An easy one there are 36 solutions. 9,10,11,12,13,14,15,16, 18,19,20,21,22,23,24, 27,28,29,30,31,32, 36,37,38,39,40, 45,46,47,48, 54,55,56, 63,64, 72.

Sorry to bring this post back up but the current solution seems very vague (in fact, it's not quite a solution at all). Also, I'm interested in the problem and I want to bring this post back to life so that it can have another chance of someone finding and posting a solution.

It probably hasn't been solved or gotten a detailed solution because it's rather ugly casework without any neat insights to be had.
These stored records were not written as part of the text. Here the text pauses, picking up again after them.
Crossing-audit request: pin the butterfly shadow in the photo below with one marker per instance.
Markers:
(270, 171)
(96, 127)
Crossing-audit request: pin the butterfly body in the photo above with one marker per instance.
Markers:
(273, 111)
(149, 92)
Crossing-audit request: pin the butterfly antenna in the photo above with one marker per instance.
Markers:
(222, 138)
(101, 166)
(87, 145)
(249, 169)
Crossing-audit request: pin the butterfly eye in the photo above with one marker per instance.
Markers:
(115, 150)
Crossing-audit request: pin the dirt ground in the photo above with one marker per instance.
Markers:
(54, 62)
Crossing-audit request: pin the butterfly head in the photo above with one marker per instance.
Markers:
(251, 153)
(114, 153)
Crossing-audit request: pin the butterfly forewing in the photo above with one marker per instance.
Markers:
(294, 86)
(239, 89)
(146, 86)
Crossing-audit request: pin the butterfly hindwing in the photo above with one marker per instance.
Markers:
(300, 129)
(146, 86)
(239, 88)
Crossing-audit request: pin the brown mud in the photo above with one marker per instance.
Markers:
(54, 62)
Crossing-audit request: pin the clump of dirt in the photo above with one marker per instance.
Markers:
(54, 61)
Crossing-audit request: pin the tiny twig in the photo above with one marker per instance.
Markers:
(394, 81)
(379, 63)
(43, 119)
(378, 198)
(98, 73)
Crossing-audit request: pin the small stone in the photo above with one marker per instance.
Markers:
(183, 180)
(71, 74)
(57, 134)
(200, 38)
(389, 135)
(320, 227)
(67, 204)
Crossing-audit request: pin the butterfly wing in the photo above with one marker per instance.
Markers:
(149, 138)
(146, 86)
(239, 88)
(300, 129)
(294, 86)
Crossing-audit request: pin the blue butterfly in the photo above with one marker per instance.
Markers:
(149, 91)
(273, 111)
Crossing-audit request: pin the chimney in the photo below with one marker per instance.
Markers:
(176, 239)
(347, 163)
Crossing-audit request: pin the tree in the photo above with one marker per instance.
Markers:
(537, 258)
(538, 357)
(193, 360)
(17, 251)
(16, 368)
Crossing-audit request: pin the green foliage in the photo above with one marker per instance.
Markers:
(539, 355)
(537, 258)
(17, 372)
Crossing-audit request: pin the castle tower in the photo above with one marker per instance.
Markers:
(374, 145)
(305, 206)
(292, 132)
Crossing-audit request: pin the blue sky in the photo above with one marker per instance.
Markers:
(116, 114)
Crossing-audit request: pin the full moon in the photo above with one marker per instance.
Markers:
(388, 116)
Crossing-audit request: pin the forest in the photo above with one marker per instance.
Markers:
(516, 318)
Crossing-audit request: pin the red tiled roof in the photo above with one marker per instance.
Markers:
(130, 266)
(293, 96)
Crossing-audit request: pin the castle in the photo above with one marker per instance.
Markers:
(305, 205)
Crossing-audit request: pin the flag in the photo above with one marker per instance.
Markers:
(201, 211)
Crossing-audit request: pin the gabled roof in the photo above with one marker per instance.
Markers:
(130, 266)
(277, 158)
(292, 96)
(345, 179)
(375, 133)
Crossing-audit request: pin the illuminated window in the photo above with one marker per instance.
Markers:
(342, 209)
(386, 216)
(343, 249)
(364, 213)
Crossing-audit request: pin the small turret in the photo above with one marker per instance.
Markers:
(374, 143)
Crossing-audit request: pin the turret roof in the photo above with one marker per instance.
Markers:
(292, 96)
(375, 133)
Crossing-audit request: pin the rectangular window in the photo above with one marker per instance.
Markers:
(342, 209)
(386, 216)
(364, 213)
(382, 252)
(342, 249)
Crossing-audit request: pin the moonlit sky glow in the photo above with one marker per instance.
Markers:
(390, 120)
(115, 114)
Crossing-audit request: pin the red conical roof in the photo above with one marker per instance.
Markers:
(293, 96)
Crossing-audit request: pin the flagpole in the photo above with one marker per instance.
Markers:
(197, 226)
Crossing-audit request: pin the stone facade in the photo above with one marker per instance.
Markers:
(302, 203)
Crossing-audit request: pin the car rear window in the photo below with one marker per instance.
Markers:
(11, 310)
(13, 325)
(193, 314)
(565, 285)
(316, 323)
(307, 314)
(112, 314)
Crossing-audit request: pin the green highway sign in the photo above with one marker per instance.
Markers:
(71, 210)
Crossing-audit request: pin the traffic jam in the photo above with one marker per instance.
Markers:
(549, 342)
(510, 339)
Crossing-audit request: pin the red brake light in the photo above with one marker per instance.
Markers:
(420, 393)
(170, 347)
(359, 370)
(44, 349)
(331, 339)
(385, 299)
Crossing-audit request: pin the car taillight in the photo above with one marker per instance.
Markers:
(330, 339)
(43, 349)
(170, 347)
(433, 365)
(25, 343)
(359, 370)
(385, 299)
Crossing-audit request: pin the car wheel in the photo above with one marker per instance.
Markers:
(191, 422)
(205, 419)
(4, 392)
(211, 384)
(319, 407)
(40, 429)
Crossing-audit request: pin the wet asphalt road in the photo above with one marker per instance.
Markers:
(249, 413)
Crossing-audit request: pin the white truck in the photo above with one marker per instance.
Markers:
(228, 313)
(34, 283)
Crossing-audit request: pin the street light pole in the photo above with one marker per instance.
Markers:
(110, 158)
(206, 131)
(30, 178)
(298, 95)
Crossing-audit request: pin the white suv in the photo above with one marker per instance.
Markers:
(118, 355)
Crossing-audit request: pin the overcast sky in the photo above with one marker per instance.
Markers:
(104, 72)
Suppose there are $k$ groups of males and $17 - k$ groups of females; WLOG $k \geq 9$. Also suppose that all the groups have $m$ or $m+1$ members. Then $mk \leq (m+1)(17-k)$, or $(2m+1)(2k-17) \leq 17$. Since $m \geq 1$, we have $2k - 17 < 6$, so $9 \leq k \leq 11$. $k = 11$? Then only $m = 1$ works. We have at least 11 males and at most 12 females. So $n = 11, 12$ work. $k = 10$? Then only $m = 1$ or $m = 2$ works. For $m = 1$, we have at least 10 males and at most 14 females. So $n = 10$ through $14$ work. For $m = 2$, we have at least 20 males and at most 21 females. So $n = 20, 21$ work. $k = 9$? Then $m$ can be as high as 8. For a given $m$, we have at least $9m$ males and at most $8(m+1)$ females. This gives the range of solutions seen in post #2 which I won't recopy here. It turns out that this set of solution subsumes all the previous cases, so that is the complete list of answers.